Истоки Уорхола — в коммерческом искусствеве, и, как не раз говорилось, он так и не оторвался от корней. Сэлли Бейнз, к примеру, отмечая, что в ранних 1960‑х «некоторые полагали коммерческое искусство первым поистине демократичным, общедоступным искусством Америки», подчеркивает, что «превыше всего Энди Уорхол полагал выход в коммерческую плоскость предметом эксплуатации, а не поводом для извинений». Парадокс этого заявления, как позднее прямо говорит Бейнз, заключается в том, что, вопреки якобы демократическому потенциалу, этот «выход в коммерческую плоскость» зачастую побуждал поп-художников, включая самого Уорхола, «некритично принимать — а временами и приветствовать — популярное в господствующей культуре изображение женщины как потребителя и сексуальный объект потребления». Тот факт, что некритичное приятие сексистской коммерциализации зиждется на патриархальном фундаменте, особенно в рамках авангардной работы фигур, подобных Уорхолу, признавал, хоть и невольно, он сам, поминая «означающие отца, которые маячат и в "рор", и в "dada"», а затем утверждая, что «dada, очевидно, как-то связано с pop — смешно, эти слова почти синонимы».[19]

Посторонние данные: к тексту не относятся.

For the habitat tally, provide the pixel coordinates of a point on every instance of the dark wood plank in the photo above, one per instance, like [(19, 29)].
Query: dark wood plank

В повседневной речи «pop» and «dada» — нежные обращения к отцу, однако берлинский дадаизм создал политический прецедент, резко противоречащий уорхоловскому приятию коммерции; что важнее, его впоследствии впитала и Соланас, развернувшая полномасштабную критику авангарда. Разумеется, у дадаизма тоже имеется патриархальный багаж, и, возможно, поэтому в манифесте Соланас не обозначает дадаистов внятно как своих предшественников, но и эта двусмысленность — лишь один пример в целом ряду критических инверсий, который ловко и однозначно помещает ее в рамки авангардных антитрадиций. Как отмечает Лора Ремпел, у авангарда всегда были сложные отношения с предшественниками: «Акт символического убийства своих эстетических родителей исторически и историографически был важным ритуалом инициации при вступлении в ряды художественного авангарда — ожидаемым непочтением». Над дадаизмом манифест издевается завуалированно, а вот выстрел Соланас в поп-арт поднимает «символическое убийство эстетических родителей» на поразительные, новые и нежданные высоты непочтения.
Эта обоюдоострая стратегия выковывания критики авангарда путем подрывного присвоения его тропов отражена в работе Соланас последовательнее всего. Воинствующий антикапитализм превращает Соланас в антитезу коммерческим поп-авангардным фигурам, подобным Уорхолу, и связывает с революционной программой, зачастую ассоциируемой с историческим авангардом, но ее антипатриархальность взрывает самые основы этого авангарда, средствами имманентной критики способствуя его дальнейшему развитию. Эта критика присутствует и в манифесте Соланас, и в ее акте насилия. С одной стороны, антикапитализм манифеста сопровождается приятием ключевых понятий из «Обоснования и манифеста футуризма» Маринетти 1909 года — например, «любви к опасности, привычки к энергии и бесстрашию» и «разрушительных действий освободителей»; с другой — неприкрытое пренебрежение Соланас к мужчинам выворачивает наизнанку «презрение к женщине», в открытую высказываемое футуристами. Более того, выстрелив в Энди Уорхола, Соланас подрывным же образом довела гиперболизированную воинствующую риторику авангардного манифеста до логического завершения. Выстрел был беспрецедентным актом в истории авангарда — он пробил навылет не только риторические позы футуристов, но и сюрреалистическую браваду Андре Бретона. Собственно говоря, он наконец-то заставил раскрыть карты Бретона с его заявлением 1924 года о том, что «простейший акт сюрреализма — мчишься по улице с пистолетом в руке и, едва успевая жать на спуск, вслепую палишь по толпе».